NEW YORK (MarketWatch) -- Supervalu Inc.said Wednesday that earnings for the first quarter would be substantially below "First Call consensus earnings for the quarter." Analysts polled by FactSet Research estimated, on average, earnings of 65 cents a share for the grocer. Chief Executive Craig Herkert stated, "Consumers have become more value focused and cautious in their spending which has pressured sales and margins greater than anticipated. We currently estimate our identical store sales will be approximately negative 3%."

Supervalu is a national grocer and groceries are the last spend a consumer cuts. Sales tend to be more resilient due to tens of billions in food stamps the government hands out each year.

It is clear that the strain on the consumer is getting much more severe. Credit card delinquencies are increasing to historically high levels.
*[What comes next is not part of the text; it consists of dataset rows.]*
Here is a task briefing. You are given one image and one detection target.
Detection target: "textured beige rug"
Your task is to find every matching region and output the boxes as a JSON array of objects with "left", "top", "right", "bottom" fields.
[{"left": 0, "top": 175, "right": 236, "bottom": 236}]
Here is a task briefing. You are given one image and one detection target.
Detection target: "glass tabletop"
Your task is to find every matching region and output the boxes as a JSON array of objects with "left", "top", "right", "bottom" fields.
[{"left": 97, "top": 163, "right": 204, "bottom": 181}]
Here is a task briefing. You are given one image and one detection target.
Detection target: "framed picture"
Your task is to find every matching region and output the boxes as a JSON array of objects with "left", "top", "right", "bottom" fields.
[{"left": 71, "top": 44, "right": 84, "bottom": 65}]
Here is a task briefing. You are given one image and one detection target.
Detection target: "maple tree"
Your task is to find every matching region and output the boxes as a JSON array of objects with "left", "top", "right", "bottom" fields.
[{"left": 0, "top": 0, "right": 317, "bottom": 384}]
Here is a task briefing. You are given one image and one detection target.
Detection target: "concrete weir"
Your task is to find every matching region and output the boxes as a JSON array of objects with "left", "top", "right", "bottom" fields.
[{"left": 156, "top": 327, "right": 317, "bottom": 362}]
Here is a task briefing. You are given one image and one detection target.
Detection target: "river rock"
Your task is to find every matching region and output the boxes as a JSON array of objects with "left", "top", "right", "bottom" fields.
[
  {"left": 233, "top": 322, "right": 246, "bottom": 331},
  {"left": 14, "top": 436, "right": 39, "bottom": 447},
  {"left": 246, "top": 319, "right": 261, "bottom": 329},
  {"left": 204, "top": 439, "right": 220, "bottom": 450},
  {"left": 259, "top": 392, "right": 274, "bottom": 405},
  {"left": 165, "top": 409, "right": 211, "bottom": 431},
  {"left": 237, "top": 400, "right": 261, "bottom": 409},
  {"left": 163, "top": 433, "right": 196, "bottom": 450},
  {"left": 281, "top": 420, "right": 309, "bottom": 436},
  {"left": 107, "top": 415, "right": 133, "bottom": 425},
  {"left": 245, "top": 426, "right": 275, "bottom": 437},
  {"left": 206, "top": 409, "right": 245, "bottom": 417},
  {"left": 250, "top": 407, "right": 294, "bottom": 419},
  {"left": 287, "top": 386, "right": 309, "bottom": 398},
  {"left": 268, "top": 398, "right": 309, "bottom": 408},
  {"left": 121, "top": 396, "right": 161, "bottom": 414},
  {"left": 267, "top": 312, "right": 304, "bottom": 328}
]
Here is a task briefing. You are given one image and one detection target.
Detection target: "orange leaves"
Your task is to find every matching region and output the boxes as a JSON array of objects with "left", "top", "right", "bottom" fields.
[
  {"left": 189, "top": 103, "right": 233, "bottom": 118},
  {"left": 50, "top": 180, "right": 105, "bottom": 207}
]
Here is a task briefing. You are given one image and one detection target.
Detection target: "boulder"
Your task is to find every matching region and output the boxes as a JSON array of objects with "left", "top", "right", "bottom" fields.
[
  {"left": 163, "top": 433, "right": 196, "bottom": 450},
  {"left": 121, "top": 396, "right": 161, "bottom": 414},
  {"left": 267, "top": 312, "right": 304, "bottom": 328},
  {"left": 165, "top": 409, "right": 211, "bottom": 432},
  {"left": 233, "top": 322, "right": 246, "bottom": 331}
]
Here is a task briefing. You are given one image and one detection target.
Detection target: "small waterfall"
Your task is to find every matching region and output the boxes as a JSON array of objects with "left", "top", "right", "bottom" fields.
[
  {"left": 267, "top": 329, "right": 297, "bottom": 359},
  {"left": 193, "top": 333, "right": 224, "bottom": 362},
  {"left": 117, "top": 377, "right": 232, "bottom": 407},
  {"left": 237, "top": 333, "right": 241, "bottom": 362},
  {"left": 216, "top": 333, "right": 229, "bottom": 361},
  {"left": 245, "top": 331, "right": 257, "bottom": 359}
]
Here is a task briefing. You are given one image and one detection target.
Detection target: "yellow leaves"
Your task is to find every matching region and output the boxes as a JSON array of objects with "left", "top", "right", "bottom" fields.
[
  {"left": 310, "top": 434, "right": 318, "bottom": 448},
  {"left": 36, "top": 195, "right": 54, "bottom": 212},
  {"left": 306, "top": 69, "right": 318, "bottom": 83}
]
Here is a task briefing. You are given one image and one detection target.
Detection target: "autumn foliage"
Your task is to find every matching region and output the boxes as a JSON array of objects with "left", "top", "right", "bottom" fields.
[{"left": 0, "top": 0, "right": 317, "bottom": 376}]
We are now seeing Health Care and Government start to ramp up layoffs and pay cuts making the economic prognosis very negative at the current time.

The city of Sacramento has cut off talks with the fire union - and as many as 68 firefighters will lose their jobs next week as a result.

One city......68 Firefighters!

Hospitals are starting to cut staff in material numbers in addition to hundreds of thousands of teachers and professors whose careers are in jeopardy due to lack of funding.

Prepare for lots of downward revisions as the summer the following:

(MarketWatch) -- Monsanto Co. said Wednesday its third-quarter profit slipped 14% on fewer sales of Roundup herbicide as low-cost competition eroded its market share, leading to a reorganization of the company and the dismissal of about 900 employees.